Pasangan Bakal Calon Walikota Cimahi Tak Terima 'Diskualifikasi' Panwaslu

- detikNews
Rabu, 26 Sep 2012 17:29 WIB
Jakarta - Ketua KPU Kota Cimahi, Ikin Sodikin diduga melakukan pelanggaran kode etik terkait diskualifikasi pasangan bakal calon walikota independen Cimahi, Amas-Ahmad Mujoko (Imam) tanpa proses verifikasi. Pasangan Imam mengatakan berita acara diskualifikasi yang ditandatangani ketua Panwaslu Kota Cimahi tidak sah.

"Harusnya tandatangan diskualifikasi ditandatangani KPU tapi ditandatangani Pokja dan Ketua Panwaslu. Itu yang kita pertanyakan. Sementara pokja tugasnya hanya administrasi. Didiskualifikasi absah nggak kalau ditandatangani Panwaslu dan Pokja," ujar kuasa hukum Imam, Gito Abdul Salam dalam sidang yang digelar di Gedung Bawaslu Jalan MH Thamrin No 14, Jakarta Pusat, Rabu (26/9/2012).

Dalam sidang yang dipimpin ketua majelis Valina Singka Subekti, Gito juga mengatakan KPU seharusnya tidak bisa menolak pasangan dari jalur perseorangan dengan alasan tidak menyerahkan bukti dukungan soft copy.

SCROLL TO CONTINUE WITH CONTENT

"Kami memang baru menyerahkan berkas dukungan hard copy, rencananya soft copy akan diserahkan menyusul. Akan tetapi pihak KPU menolak dengan alasan masa pendaftarkan telah melewati waktu yang ditetapkan," ujarnya .

Menurutnya, berdasarkan Keputusan KPU Kota Cimahi No. 8/2012 Pasal 22 ayat 1 dan 2 disebutkan penolakan syarat dukungan dituangkan dalam berita acara dengan mencantumkan jumlah dukungan yang diajukan dan jumlah kekurangan dukungan yang harus dipenuhi untuk mencapai batas yang ditetapkan.

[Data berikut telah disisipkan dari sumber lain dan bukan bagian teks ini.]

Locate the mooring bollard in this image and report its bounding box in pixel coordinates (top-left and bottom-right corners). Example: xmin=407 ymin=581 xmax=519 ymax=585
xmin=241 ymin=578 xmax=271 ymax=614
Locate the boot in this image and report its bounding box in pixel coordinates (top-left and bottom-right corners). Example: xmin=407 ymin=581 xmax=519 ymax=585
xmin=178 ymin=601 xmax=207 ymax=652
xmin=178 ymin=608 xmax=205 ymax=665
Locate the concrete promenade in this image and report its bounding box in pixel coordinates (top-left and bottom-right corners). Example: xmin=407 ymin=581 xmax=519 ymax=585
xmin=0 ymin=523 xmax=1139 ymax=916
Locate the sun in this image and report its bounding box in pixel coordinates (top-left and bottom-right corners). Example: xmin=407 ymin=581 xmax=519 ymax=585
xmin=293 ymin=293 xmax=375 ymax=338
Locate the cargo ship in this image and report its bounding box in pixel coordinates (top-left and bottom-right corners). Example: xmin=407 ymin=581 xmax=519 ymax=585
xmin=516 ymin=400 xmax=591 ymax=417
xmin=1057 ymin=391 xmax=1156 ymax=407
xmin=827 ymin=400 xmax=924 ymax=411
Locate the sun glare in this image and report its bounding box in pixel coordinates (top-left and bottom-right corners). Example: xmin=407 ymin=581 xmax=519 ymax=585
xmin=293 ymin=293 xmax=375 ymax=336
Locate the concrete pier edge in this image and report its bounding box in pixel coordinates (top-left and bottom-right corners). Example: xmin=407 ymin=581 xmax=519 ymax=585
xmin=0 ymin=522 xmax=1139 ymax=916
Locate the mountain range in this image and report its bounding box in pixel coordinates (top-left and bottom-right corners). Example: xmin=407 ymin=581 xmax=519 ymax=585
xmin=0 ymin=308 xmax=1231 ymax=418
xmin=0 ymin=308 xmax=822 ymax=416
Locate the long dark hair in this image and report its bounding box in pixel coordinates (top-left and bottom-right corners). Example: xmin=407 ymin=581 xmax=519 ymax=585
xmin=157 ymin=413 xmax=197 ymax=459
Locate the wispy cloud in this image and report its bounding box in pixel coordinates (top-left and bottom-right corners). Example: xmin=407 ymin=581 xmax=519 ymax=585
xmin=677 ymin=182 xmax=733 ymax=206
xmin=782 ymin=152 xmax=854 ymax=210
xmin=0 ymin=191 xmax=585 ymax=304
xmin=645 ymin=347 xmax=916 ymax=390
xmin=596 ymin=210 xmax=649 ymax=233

"Mereka tidak melakukannya, verifikasi hanya dilakukan satu jam. Kemudian dihentikan karena tidak dicantumkannya soft copy. Adakah aturan yang menyebutkan bakal calon perseorangan ditolak dari pendaftaran ketika ia belum melengkapi soft copy," lanjutnya.

Ketua Panwaslu Kota Cimahi, Maman Suaman mengakui bahwa dirinya menandatangani berita acara itu karena suasana yang kacau.

"Saat itu crowded, sudah tidak bisa dikendalikan," ujar Maman.

Sementara Ikin melihat masalah ini dikarenakan pihak Imam tidak bisa memanfaatkan waktu yang telah diberikan yakni 24-28 Mei 2012.

"Kami tidak memberi tambahan waktu atas keterlambatan mereka mengumpulkan softcopy data. Buktinya, ada pasangan bakal calon independen yang berhasil lolos jadi peserta pilkada, yaitu Rahmad Ramli Asegaf dan Jumadi," jelas Ikin.

Ikin pun menegaskan pihaknya telah melakukan sosialisasi peraturan ini. "Sudah kami sosialisasikan sejak tanggal 4 Maret," pungkasnya.

Sidang ini ditunda hingga batas waktu yang belum ditentukan.